Larry Summers' Inflation Warning Comes True, Haunting Biden; Dr. Sanjay Gupta Answers Questions About Vaccine and Kids; Florida Man Attempts Action Movie Escape While Running from Cops. Aired 7:30-8 am ET

Aired November 04, 2021 - 07:30   ET




BRIANNA KEILAR, CNN ANCHOR: Inflation is now haunting President Biden and the Democrats and really anyone who is dealing with this. Tuesday's election results made that pretty clear, the most important issue for voters in Virginia, according to exit polls, the economy. Senator Joe Manchin saying that this week's bloodbath for Democrats should be a wakeup call.


SEN. JOE MANCHIN, (D) WEST VIRGINIA: I've been listening to the people in West Virginia, they're concerned about inflation, they really have been for a long time. And they talked to me, they said, you know, I go to the grocery store, and I can't it takes me $30 more to buy what I did six months ago.


KEILAR: And joining me now, someone who has been warning about inflation for many months, former Treasury Secretary under President Clinton, Larry Summers with us up. Larry, thank you so much for being with us this morning. I do just want to highlight something that you said in February in an op-ed in the Washington Post, you said there was a chance that macro-economic stimulus on a scale closer to World War Two levels, the normal recession levels will set off inflationary pressures of a kind we have not seen in a generation. Has anyone from the Biden administration that you talked to said, yeah, Larry, you were right?

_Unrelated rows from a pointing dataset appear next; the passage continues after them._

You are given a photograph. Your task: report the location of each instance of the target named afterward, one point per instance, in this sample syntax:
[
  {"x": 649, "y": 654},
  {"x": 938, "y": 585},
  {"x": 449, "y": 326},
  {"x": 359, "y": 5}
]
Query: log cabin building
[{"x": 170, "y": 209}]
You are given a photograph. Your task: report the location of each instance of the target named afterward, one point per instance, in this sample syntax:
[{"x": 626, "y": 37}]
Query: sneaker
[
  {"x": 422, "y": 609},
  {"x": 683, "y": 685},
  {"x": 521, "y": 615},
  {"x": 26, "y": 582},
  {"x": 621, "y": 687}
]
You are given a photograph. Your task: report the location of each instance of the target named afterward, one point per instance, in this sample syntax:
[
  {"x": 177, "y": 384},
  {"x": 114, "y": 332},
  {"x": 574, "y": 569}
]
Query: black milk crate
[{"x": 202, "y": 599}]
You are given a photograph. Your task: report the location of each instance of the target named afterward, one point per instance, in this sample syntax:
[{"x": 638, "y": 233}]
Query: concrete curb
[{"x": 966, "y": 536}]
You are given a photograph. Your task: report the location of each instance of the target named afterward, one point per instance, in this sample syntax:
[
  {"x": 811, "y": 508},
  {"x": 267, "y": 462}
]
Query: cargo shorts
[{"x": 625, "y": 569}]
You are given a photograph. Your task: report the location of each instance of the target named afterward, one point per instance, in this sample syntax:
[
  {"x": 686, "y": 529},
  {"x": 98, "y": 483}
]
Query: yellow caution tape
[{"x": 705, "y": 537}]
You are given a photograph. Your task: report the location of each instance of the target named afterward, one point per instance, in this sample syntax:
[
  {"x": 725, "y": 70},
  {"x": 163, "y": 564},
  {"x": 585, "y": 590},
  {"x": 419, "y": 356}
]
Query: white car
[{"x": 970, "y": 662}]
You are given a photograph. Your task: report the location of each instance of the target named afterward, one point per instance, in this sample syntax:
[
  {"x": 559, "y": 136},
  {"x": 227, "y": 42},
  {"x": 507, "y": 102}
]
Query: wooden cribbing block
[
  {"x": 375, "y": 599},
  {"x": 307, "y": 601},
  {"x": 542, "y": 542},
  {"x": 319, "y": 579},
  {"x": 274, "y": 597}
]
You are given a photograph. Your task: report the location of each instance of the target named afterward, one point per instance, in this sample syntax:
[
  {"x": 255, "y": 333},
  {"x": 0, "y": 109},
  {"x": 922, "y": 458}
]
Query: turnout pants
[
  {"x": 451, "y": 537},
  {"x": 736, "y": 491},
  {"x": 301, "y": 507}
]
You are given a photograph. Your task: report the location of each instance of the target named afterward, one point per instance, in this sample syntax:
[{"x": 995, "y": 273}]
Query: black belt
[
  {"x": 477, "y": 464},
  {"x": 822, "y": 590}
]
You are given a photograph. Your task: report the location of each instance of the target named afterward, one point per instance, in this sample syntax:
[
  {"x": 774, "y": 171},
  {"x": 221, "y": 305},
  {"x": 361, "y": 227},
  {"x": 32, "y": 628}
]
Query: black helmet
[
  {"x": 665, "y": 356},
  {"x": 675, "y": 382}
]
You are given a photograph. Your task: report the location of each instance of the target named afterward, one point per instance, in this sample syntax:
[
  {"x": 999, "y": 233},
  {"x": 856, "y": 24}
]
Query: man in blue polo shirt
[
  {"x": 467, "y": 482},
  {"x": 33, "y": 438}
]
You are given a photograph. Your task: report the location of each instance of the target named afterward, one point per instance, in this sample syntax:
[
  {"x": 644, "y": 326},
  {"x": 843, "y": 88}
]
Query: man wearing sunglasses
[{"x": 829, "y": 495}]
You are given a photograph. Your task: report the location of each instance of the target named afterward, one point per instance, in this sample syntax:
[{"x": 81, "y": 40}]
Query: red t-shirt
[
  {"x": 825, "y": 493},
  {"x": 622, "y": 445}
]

LAWRENCE SUMMERS, FORMER TREASURY SECRETARY, CLINTON ADMINISTRATION: I'm not going to talk about my conversations with people in the administration. I do think, unfortunately, that some of the predictions that I made about the consequences of stimulus do seem to have come true. I think it's a mistake to think of this as only an issue about stimulus. It's also an issue around what's happened with the Federal Reserve. It's also an issue around the fact that COVID mutated into the Delta variant, also related to broad geopolitical developments and climate that have impacted on the energy markets. But from here, what we've got to do is, look forward, I think we do need to recognize as people are starting to that inflation is a serious problem. I think if we can resolve the stimulus Recovery Act, Build Back Better Debate quickly and pass legislation that's oriented to increasing supply that's paid for, in what it does, I think those are going to be the best ways forward, I think the Fed is still not fully recognizing the gravity of the situation.

KEILAR: OK, so some tough words for the Fed there. For regular Americans who are dealing with this, they want to know, how long is this going to last? And is this going to get worse? What are you saying?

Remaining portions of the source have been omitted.